Data processing and analysis

Last lesson you performed quality control on your reads. This lesson we will align those reads to a reference genome, and end by identifying and visualizing variations among these samples.

As you progress through this lesson, keep in mind that, even if you aren’t going to be doing this same workflow in your research, you will be learning some very important lessons about using command-line bioinformatic tools. What you learn here will enable you to use a variety of bioinformatic tools with confidence and greatly enhance your research efficiency and productivity.

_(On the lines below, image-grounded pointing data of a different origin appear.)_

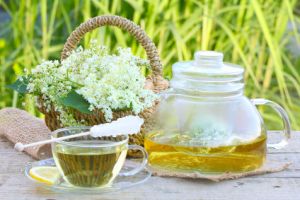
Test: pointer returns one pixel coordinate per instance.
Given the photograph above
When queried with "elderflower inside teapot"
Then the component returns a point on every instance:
(205, 123)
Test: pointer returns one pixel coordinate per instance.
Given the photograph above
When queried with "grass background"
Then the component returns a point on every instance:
(260, 35)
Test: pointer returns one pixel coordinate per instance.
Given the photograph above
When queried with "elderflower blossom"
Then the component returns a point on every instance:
(108, 82)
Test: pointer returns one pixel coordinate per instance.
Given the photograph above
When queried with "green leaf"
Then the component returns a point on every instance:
(76, 101)
(20, 85)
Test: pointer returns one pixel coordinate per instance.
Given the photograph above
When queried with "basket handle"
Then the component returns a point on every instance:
(126, 25)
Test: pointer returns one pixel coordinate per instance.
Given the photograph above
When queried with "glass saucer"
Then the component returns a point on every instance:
(121, 182)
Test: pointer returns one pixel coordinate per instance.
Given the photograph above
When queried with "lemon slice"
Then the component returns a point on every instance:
(48, 175)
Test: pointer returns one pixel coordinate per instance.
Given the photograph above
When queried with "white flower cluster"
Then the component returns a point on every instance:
(109, 82)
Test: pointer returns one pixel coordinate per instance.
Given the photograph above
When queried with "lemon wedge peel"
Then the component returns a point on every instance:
(47, 175)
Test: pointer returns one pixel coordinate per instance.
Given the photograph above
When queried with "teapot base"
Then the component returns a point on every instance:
(235, 158)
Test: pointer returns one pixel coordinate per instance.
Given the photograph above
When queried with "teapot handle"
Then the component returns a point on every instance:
(286, 122)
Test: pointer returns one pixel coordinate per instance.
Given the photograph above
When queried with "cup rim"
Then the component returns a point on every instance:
(86, 146)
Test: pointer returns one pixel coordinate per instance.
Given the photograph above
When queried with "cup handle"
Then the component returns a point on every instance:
(286, 122)
(141, 166)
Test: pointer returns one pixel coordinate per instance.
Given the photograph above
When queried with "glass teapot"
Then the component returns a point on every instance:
(205, 123)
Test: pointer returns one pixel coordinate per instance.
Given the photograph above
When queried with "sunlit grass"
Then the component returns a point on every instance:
(250, 33)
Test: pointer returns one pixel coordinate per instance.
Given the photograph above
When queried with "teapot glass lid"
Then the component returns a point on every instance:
(207, 73)
(207, 63)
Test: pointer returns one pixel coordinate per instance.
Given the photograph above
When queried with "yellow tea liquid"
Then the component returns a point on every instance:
(236, 158)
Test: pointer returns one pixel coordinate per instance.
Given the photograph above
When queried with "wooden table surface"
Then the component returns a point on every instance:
(283, 185)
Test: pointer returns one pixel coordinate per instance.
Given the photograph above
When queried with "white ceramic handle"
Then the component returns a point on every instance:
(284, 117)
(141, 166)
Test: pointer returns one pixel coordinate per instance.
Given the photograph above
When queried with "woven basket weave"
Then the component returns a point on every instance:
(154, 82)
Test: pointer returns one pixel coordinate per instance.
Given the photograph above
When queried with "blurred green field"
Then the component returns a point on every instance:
(260, 35)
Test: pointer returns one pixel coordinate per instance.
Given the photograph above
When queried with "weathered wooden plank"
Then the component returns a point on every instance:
(282, 185)
(170, 188)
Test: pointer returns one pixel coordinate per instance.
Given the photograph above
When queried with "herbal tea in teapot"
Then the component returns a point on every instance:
(205, 123)
(170, 153)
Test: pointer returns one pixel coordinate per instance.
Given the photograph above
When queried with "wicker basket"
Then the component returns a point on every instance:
(154, 82)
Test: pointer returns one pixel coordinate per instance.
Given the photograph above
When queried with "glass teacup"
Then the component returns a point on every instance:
(92, 162)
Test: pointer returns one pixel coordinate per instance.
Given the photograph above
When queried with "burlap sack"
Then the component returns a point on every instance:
(19, 126)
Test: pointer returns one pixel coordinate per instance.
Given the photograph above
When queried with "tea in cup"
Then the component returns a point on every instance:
(92, 161)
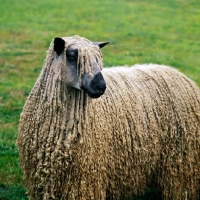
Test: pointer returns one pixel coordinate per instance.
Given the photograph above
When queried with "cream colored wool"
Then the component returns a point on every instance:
(144, 131)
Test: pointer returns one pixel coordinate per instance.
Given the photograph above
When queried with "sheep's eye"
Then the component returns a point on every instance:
(72, 55)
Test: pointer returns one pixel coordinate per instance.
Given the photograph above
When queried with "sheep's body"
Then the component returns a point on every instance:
(144, 130)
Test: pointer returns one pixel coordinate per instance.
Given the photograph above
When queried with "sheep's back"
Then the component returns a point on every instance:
(142, 124)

We will also be learning about the power of automation when repeating similar workflows multiple times, and apply this to our analysis.


This lesson assumes a working understanding of the bash shell. If you haven’t already completed the Using the Command Line lesson, and aren’t familiar with the bash shell, please review those materials before starting this lesson.

This lesson also assumes some familiarity with biological concepts, including the structure of DNA, nucleotide abbreviations, and the concept of genomic variation within a population.

This lesson uses data hosted on an Amazon Machine Instance (AMI). Course participants will be given information on how to log-in to the AMI during the course. Information on preparing for the course is provided on the Cloud-SPAN Genomics Course setup page.


00:00 1. Trimming and Filtering How can I get rid of sequence data that doesn’t meet my quality standards?
00:55 2. Variant Calling Workflow How do I find sequence variants between my sample and a reference genome?
01:55 3. Automating a Variant Calling Workflow How can I make my workflow more efficient and less error-prone?
02:40 Finish

The actual schedule may vary slightly depending on the topics and exercises chosen by the instructor.